Imagen: Placa de la Avenida Isabel La Católica en Ciudad de México (c) 2018 G. Moreno
Pedir perdón o perdonar hace siempre bien. Así lo ha mostrado genialmente Juanma Cotelo en su última película. Para los católicos el perdón de los pecados está en el origen de todo. De la redención, de la conversión, del nacer a una vida nueva; del Cristo que vino a morir por los pecados de muchos. Perdonar y ser perdonado es un gesto revolucionario de coraje que hace nuevas todas las cosas.
Si el Rey de España debería de pedir perdón al Presidente de México por los abusos en la Conquista y Evangelización de América es algo que sólo al Rey concierne. Como heredero del rey católico debería seguir la estela de Roma. Y los gestos de los últimos papas desde San Juan Pablo II van en esa dirección. Porque sólo desde la debilidad es posible de nuevo el encuentro. Encuentro que es el principal orgullo de la Hispanidad. Encuentro de sangres. Encuentro de progreso humano demostrado en una prosperidad sin par en la época colonial; y como mínimo hasta la independencia de las repúblicas hispanoamericanas. Encuentro de fe que hizo al catolicismo más universal que nunca. Encuentro de lengua que ha convertido a la Hispanidad en la fuerza cultural más pujante en el mundo.

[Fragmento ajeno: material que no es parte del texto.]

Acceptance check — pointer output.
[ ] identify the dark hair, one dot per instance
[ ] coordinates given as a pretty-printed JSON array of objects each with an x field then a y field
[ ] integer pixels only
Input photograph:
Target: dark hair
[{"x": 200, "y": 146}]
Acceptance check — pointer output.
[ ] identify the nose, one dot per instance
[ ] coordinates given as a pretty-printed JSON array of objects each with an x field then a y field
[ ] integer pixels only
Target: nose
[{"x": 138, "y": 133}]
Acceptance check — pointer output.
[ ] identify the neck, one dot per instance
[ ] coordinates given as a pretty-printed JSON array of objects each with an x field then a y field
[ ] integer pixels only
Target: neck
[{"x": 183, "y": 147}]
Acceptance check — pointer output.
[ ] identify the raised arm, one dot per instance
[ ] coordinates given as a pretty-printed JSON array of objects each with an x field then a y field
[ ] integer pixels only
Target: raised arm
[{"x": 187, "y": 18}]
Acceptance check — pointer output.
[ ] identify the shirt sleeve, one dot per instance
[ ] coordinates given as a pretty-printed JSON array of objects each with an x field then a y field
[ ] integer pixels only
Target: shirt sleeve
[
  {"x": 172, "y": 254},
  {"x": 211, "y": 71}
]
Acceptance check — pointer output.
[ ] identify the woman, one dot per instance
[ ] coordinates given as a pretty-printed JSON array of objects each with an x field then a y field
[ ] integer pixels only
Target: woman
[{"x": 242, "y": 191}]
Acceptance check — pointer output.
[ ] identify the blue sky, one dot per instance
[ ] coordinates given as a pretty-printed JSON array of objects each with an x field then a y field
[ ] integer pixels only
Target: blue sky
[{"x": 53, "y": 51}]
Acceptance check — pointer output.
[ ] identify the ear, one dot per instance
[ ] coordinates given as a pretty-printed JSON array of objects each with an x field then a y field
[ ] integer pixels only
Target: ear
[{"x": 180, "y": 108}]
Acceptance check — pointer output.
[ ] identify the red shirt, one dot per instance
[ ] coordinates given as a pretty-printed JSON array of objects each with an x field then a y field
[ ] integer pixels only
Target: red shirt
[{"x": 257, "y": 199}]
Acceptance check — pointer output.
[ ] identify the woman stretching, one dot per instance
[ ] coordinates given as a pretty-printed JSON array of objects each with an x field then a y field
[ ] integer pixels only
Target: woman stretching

Mario Vargas Llosa ha pedido reciprocidad en el perdón. Que AMLO reconozca los pecados del México actual tan diferente a la gloriosa Nueva España. Las discriminaciones a los indios pobres. La miseria de un país desangrado entre la violencia y la corrupción. Sin embargo, el perdón nunca puede ser condicional. No hay condición previa. No hay reciprocidad debida. Para que el México actual pida perdón es necesaria la grandeza de poder hacerlo. No pide perdón quién quiere sino quién puede.
El único factor que puede no aconsejar pedir perdón en una forma dada es la diferencia de planos. Porque los pecados de los padres -o de los hijos- no son los nuestros. Por mucho vínculo sanguíneo o histórico que haya. El perdón es un acto personal que casa difícilmente con el todo institucional. La Iglesia pide perdón porque es un cuerpo reconocible, una institución con vocación de eternidad. La misma cadena de una sucesión que nos engarza con Jesús. Habría que preguntarse si la Corona de España aspira a tener esa misma naturaleza. Si es así, ese perdón no solamente no daña, sino que fortalece la visión de España como sujeto histórico con vocación de permanencia. Un acto de grandeza que sólo los grandes se pueden permitir.